Listening for Wendy Cope’s silent drum

I’m an introvert, so lockdown ought to be, well… not a walk in the park… that’s not allowed… but not so much of a burden as it is for those who need people around them the way I need sunshine. Except, as I enter my ninth week, the loss of my vanished future is making my emptier-than-it-should-be present echo with undone things.

I’m fortunate to be living comfortably and peacefully, with my wife for company, in a Spring that feels like early Summer. All should be well yet, as a friend put it recently, there is a creeping sense of unease, of dislocation, of distance from reality.

The hardest change is discontinuous change. The floor drops out from underneath you. The assumptions you’d didn’t know you were making about your future now seem absurdly out of place. Your reality has broken and will not be mended. Whatever comes next will be something different, unplanned for perhaps unwelcome.

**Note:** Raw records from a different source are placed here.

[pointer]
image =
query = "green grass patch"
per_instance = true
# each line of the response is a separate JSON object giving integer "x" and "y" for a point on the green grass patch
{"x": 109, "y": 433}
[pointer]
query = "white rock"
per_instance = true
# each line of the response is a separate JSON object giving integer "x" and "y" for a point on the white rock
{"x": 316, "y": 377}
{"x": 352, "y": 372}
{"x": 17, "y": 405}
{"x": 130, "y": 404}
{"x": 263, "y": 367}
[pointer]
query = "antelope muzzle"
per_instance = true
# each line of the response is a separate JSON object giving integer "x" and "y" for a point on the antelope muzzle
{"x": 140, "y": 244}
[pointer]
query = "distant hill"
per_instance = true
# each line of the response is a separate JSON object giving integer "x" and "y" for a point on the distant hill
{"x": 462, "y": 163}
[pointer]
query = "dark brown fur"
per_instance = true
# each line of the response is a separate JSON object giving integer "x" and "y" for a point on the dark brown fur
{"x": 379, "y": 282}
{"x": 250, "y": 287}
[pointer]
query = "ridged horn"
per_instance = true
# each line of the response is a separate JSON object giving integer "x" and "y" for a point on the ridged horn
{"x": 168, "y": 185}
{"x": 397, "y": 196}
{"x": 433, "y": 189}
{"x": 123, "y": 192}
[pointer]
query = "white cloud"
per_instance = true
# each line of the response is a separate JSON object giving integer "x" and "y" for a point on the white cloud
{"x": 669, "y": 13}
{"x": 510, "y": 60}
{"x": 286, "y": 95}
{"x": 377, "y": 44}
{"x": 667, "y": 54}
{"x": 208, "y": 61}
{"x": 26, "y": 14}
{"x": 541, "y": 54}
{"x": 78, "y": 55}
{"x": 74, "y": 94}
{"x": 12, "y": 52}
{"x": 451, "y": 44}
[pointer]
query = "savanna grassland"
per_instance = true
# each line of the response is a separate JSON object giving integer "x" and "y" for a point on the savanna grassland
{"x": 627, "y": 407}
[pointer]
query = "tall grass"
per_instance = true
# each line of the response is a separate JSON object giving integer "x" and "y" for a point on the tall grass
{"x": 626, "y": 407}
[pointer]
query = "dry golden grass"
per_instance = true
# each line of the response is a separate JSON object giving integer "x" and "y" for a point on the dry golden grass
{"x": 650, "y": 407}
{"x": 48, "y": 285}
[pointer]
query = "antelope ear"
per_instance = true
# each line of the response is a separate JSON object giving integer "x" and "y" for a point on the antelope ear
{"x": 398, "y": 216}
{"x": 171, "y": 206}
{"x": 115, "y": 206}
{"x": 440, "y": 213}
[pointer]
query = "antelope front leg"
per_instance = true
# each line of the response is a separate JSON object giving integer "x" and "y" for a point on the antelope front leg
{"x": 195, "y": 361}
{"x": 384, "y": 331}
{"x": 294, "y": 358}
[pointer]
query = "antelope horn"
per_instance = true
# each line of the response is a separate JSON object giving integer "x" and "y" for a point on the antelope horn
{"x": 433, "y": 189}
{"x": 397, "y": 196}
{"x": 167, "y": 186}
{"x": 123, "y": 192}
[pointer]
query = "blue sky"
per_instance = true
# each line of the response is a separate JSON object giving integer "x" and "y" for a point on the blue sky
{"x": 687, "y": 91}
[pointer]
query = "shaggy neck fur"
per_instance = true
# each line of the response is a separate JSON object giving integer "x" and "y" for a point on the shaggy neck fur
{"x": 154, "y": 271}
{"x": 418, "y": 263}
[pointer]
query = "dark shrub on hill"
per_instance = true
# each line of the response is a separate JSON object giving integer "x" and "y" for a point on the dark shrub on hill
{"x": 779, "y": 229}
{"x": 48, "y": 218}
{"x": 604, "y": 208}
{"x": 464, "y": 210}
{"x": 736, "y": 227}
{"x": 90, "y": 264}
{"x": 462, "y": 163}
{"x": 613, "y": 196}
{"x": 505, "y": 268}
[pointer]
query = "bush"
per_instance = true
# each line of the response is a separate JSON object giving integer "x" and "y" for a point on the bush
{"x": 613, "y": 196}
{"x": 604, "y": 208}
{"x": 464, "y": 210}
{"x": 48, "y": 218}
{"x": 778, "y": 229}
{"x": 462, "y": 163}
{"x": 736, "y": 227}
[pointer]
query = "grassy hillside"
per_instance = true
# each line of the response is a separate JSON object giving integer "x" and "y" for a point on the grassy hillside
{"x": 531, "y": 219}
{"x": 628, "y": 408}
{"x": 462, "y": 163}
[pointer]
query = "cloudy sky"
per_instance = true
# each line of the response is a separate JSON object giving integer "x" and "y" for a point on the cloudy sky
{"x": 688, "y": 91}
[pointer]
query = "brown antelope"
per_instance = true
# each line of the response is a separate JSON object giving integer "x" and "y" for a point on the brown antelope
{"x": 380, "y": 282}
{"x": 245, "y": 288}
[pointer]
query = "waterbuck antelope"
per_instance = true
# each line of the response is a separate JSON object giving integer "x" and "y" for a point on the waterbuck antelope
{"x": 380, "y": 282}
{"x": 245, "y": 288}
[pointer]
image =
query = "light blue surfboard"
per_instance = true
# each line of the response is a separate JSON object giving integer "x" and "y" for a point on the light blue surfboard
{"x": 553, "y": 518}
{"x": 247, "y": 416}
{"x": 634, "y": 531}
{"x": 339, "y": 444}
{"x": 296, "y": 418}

And there is nothing you can do about it, except wait and hope and be kind to one another.

So, I find myself listening for the sound of Wendy Cope’s silent drum.

If it be now, ’tis not to come:
Hamlet, just before the fight
That sent him to eternal night.


It’s always there: a quiet drum
Sounding when I have a fright:
If it be now, ’tis not to come.


Choking, breathless, falling - numb
With mortal fear, I hear it right
On cue and silently recite
If it be now, ’tis not to come.

I know that feeling well but when I’ve felt it before, the threat was immediate and obvious: getting caught in an undertow, being thrown off a motorbike, waiting for a test result.

Now, if the drum starts, it may keep me company awhile as my old future unravels and reknits in a different shape and I am not sure I’m ready for that.